Les Kurdes sont à la croisée des chemins entre l'avancée des forces turques et la demande russe de céder le contrôle à Damas

La pression turque sur les Kurdes augmente

photo_camera AFP/DELIL SOULEIMAN - Un hélicoptère militaire russe Mille Mi-17 survole des soldats et des véhicules militaires lors d'une patrouille conjointe russo-turque dans la campagne orientale de la ville de Darbasiyah, près de la frontière turque, dans la province de Hasakah, au nord-est de la Syrie

Cette fois, l'accent est mis sur l'enclave d'Ain Issa, une ville située à un carrefour entre les routes reliant Kobane, Raqqa, Manbij et Qamishli, et située sur la M4, l'importante autoroute syrienne qui traverse le nord du pays.

La ville est sous contrôle kurde, et est devenue l'épicentre de l'administration kurde dans le nord de la Syrie, grâce aussi au soutien des Etats-Unis, qui sont arrivés dans la ville en 2016. Cependant, suite au retrait américain, la Turquie a tenté de prendre le contrôle de la ville, même si elle est au-delà de la limite fixée par les accords de Sotchi de 2019.

Atalayar_Milicias kurdosirias

Selon ces accords, un corridor a été mis en place jusqu'à 20 miles de la frontière turque, où des patrouilles communes seraient établies entre les forces turques et russes. Cependant, bien qu'Ain Issa se trouve à 23 miles de la frontière turque, la pression des forces turques, avec l'aide de l'Armée Nationale Syrienne (SNA), une milice pro-turque, a considérablement augmenté.

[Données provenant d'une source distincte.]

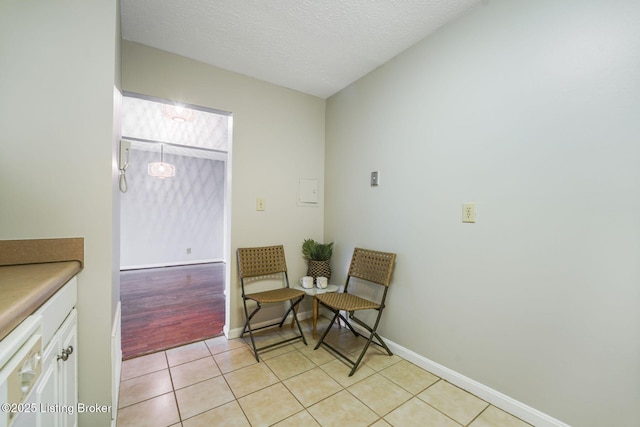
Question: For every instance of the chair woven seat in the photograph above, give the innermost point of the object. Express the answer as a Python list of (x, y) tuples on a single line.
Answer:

En raison de la pression accrue, les Kurdes et les Russes se sont rencontrés pour évaluer les réponses possibles afin d'éviter une confrontation. Du côté russe, les représentants des Forces démocratiques syriennes (FDS), qui sont dirigées par les Kurdes, ont été priés de remettre le contrôle d'Ain Issa au gouvernement syrien, afin d'empêcher la consolidation de l'avance turque vers la ville. Cette alternative a déjà été réalisée dans la ville de Qamishli, à la différence que, dans cette ville à majorité kurde, la proximité de la frontière turque constituait une menace évidente.
 

Atalayar_Región Deir Ezzor

Des sources kurdes affirment que cette formule n'a pas été acceptée, mais qu'un accord a été conclu pour établir trois postes d'observation militaire le long de l'autoroute M4, afin de surveiller l'éventuelle avancée turque vers la ville et que, si elle est réalisée, elle pourrait alors être dirigée vers Raqqa. Des progrès dans cette direction pourraient donner à la Turquie un accès aux champs pétrolifères de la région de Deir Ezzor, dans l'est du pays, une possibilité que les représentants kurdes évoquent pour attirer l'attention de Damas sur les enjeux.

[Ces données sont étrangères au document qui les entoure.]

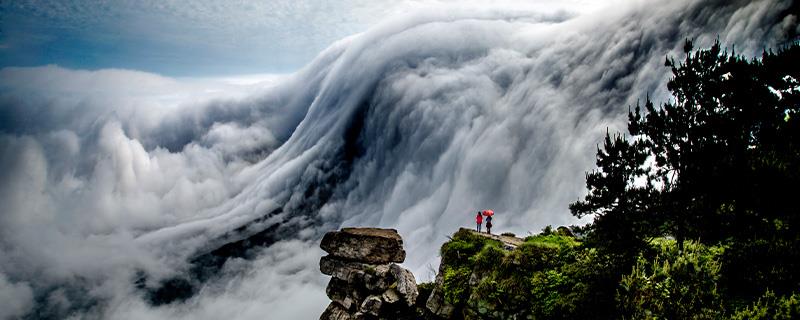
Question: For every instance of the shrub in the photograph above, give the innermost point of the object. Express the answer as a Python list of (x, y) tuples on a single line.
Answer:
[(673, 285), (771, 307)]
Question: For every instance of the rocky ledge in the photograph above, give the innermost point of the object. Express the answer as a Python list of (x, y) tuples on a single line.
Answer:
[(366, 281)]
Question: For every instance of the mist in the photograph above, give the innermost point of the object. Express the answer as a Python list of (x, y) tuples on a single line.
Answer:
[(116, 181)]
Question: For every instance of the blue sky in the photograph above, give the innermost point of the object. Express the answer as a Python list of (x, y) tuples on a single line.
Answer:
[(178, 38), (193, 38)]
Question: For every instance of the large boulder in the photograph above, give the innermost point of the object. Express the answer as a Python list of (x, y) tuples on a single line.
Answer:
[(368, 245), (365, 281), (335, 312), (406, 284), (370, 276), (436, 302)]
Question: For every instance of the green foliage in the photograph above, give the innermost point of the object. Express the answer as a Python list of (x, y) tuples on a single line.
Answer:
[(693, 209), (673, 285), (551, 240), (771, 307)]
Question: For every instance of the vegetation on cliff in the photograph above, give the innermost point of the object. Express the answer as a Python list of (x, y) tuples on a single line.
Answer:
[(694, 211)]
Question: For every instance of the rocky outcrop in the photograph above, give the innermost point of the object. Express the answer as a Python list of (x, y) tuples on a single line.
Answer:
[(366, 281), (368, 245)]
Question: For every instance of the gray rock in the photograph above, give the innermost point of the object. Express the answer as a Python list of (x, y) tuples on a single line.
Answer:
[(436, 302), (369, 245), (335, 312), (406, 284), (390, 296), (372, 277), (371, 306), (343, 294)]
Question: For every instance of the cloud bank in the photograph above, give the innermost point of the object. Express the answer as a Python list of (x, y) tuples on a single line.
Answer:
[(117, 181)]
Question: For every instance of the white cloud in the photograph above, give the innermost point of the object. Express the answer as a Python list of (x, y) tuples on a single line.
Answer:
[(413, 124)]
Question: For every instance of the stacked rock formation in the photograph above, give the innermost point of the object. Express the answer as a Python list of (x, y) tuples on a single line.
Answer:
[(367, 282)]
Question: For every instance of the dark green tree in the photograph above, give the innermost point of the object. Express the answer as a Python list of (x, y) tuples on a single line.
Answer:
[(718, 163)]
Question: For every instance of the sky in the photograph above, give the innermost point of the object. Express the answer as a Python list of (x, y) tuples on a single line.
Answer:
[(136, 137), (189, 39)]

La Russie, pour sa part, tente une médiation pour renforcer le contrôle de Damas dans le nord, mais elle ne peut pas non plus laisser les forces kurdes à leur sort, et l'ingérence territoriale de la Turquie augmentera plus que ce qui a été convenu à Sotchi l'année dernière. C'est pourquoi elle a accepté la demande kurde et renforcé la présence russe dans la ville d'Ain Issa.

Atalayar_Patrulla Turquía Rusia 2

La Turquie, comme la Russie, est également intéressée par le transfert du contrôle territorial au gouvernement syrien, affaiblissant ainsi le pouvoir des Kurdes du nord, et les relations possibles qu'ils pourraient avoir avec les Kurdes turcs et des mouvements tels que le PKK, l'ennemi juré d'Ankara. Un équilibre fragile, et avec trop d'acteurs sur le terrain pour permettre au conflit de prendre fin. Les forces kurdes ne cessent de dénoncer les violations du cessez-le-feu établi par la Turquie, et dénoncent le manque de détermination de la Russie à y répondre, favorisant ainsi les intérêts de Damas.

En outre, l'arrivée imminente de Joe Biden à la Maison Blanche pourrait signifier un changement de position des Etats-Unis sur la situation en Syrie, ce qui réduirait la marge de manœuvre de la Turquie et, par conséquent, Ankara tentera de rechercher des victoires de dernière minute pour consolider sa position dans le nord de la Syrie.